One of the important features to recognize the flower is through the “Color”. Color Histogram 
which calculates the frequency of pixel intensities occurring in an image is the most genuine and simple 
global feature descriptors [5]. This enables the descriptor to learn about the distribution of each color in an 
image. The feature vector is taken by combining the count for each color. However, the color features of an 
image only are not enough to quantify flowers, because in a multi-species environment, two or more species 
could be of the same color [5]. For example, daisy and magnolia have similar color but they are different 
flowers, and of course, different plants. 


2.2.2 Texture 

Texture is another important feature that can be used to recognize the species of plants. The Gray 
Level Co - occurrence Matrices GLCM is one of the most important and earliest texture analysis approaches 
introduced by (Haralick) in 1973 [24]. According to S. Albawi there are 14 statistical features that can be 
calculated to quantify an image based on texture and this requires a large amount of input size [4]. 
The resulting feature vector is a 13-dimensional feature vector that ignores the 14th dimension due to high 
computational time [5]. 


2.2.3 Shape 

Another important feature to quantify the image is through the “shape”. Zernike moments, 
introduced by Teague as a shape descriptor, and Hu moments are two widely used global form descriptors in 
computer vision research that can represent the shape of an object [5]. Moments depend on the statistical 
expectations of a random variable. There are seven moments, which are called Hu moments. The 
combination of these seven moments form 7-dimensional feature vector [5]. But there are flowers that have 
similar shape such as peonies and hydrangea 


3. RESULTS AND ANALYSIS 

The laptop used to run the CNN for this project was Asus with Windows 10, Intel Core 15 processor, 
4.00 GB RAM and the operating system is 64-bit while the software used is Matlab 2018a. For this project, 
three CNN tests have been undertaken using two datasets. The datasests used for three experiments are 
Flower Recognition dataset, Folio Leaf dataset and a combination of both datasets. 

All of the images were resized to 224 by 224 pixels to ensure the consistency of the data for each 
experiment. Experiments were conducted by changing the number of layers, the values of the parameters in 
the convolve layer, pooling layer and the learning rate. The purpose is to determine the best combination of 
parameters to produce the highest accuracy for plant recognition from all three datasets. 

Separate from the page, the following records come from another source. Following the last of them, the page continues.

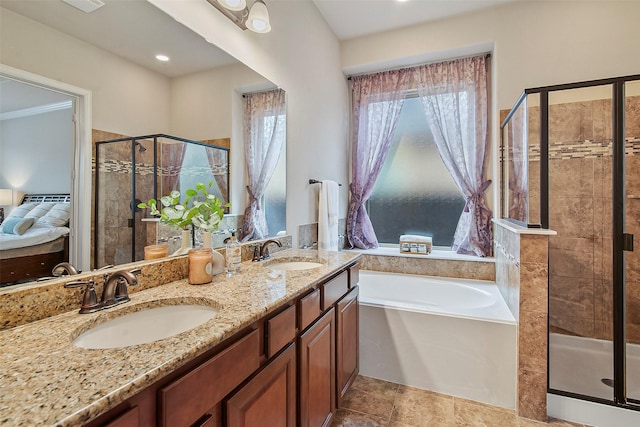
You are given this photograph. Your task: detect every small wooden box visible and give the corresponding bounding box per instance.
[400,242,431,255]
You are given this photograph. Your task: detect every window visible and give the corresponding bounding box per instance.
[262,110,287,236]
[366,92,465,246]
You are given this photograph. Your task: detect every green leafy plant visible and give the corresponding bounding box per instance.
[138,182,231,232]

The results of the experiments were recorded in Table |. By referring to Table 1, we can see that the 
first column indicates the number of stacks of layers where a stack consists of one convolve layer, one max- 
pooling layer and one ReLu layer. In column Convolve layer, the first number in the square bracket 
represents the size of the convolve filter while the second number represents the number of convolve filters. 
The third layer represents the size of max-pooling filter and the number of stride. The number of epoch and 
learning rate is shown in column 4. The number of epoch determines the number of repetitions of all the 
training data while the learning rate is the amount of adjustment that is being made to the weights during the 
training process. The adjustments of the weights are performed until the error rate is minimal where it 
represents the learning process of CNN. 


3.1. Flower Recognition Dataset 

Flower Recognition dataset comprises of 4242 floral images where data collection for all the floral 
images are scraped from google images, flicr data, and yandex images [25]. However, for the purpose of this 
project, only 100 images have been randomly chosen from 5 categories which are daisy, dandelion, rose, 
sunflower and tulip. Figure 2 shows some example images from this dataset.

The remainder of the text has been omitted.